Dans le cas du plan Campus, les collectivités territoriales abondent dans le budget des universités. Nous
avons donc engagé un dialogue contractuel avec elles et leur avons demandé de faire des efforts pour
protéger un important patrimoine qui, pour l’heure, est menacé. Nous allons donc nous doter de lieux
d’exposition car nous sommes disposés à exposer leurs collections.
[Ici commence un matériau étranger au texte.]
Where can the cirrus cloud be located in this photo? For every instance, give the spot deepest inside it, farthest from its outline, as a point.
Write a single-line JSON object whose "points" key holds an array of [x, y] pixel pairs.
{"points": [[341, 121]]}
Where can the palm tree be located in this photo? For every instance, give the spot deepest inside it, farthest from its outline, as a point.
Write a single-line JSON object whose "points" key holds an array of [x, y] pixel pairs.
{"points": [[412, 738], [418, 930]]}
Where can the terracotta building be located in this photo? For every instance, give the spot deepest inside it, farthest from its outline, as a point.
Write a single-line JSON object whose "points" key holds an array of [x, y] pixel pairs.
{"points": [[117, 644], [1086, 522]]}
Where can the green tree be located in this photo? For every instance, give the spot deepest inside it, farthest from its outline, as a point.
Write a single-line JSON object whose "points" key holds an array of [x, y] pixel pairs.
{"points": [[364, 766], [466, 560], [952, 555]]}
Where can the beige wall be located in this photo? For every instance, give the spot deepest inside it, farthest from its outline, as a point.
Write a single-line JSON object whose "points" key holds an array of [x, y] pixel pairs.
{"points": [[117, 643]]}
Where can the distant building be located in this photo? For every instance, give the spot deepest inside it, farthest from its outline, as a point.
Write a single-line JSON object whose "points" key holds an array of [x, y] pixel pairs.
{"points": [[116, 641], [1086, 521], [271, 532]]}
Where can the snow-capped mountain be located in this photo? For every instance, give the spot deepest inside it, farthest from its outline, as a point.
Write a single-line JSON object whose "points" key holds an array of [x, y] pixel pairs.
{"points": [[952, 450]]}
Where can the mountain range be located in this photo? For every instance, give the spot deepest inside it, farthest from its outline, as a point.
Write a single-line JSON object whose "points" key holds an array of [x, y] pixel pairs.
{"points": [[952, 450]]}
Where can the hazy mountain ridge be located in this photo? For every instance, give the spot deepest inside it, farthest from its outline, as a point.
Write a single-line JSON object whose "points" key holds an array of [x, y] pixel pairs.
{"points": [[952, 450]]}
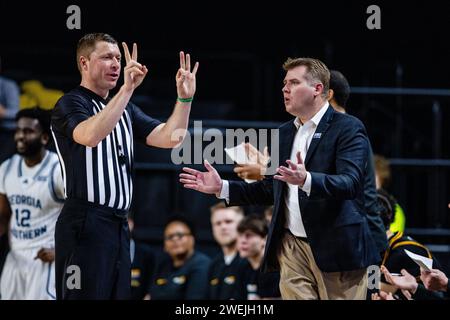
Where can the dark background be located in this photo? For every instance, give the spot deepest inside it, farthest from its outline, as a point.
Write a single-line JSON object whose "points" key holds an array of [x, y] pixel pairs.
{"points": [[241, 46]]}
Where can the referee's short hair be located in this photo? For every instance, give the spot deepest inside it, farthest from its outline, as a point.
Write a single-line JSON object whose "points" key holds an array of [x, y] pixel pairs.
{"points": [[87, 44], [43, 117]]}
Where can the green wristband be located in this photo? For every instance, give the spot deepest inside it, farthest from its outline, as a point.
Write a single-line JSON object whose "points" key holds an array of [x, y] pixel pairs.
{"points": [[185, 99]]}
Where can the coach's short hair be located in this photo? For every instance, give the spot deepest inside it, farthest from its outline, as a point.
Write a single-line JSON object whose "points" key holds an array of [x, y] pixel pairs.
{"points": [[316, 71], [87, 44]]}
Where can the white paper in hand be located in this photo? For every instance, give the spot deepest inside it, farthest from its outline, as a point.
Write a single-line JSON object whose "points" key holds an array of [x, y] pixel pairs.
{"points": [[238, 155], [424, 262]]}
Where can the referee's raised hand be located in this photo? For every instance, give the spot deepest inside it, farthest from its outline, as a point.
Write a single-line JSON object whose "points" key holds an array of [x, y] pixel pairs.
{"points": [[134, 72], [185, 78]]}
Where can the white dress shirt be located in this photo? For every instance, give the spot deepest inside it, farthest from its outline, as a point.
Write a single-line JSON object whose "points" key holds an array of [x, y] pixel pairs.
{"points": [[302, 140]]}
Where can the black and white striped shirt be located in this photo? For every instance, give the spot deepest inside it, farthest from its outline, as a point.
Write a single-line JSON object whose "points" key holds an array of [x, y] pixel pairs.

Ce sera surtout l’occasion de montrer
leur travail au grand public.
De la salle (élève conservateur)
Pour en revenir à la lutte face aux crises, quel rapport devons-nous entretenir avec la culture ?
Étienne ACHILLE
Je crois que la première méthode pour lutter contre la crise est de ne pas désarmer budgétairement. En
effet, il peut sembler évident à certains de prendre un million d’euros sur le budget culture – considéré
comme un poste de dépenses et non de recettes – pour le déplacer vers le budget des transports. Plus
que jamais, il faut prouver que ces métiers de la conservation ont beaucoup de valeur et qu’ils ont un
impact sur le territoire.
Ce document est une synthèse de conférence, les propos des intervenants ne
sont pas repris dans leur intégralité mais condensés.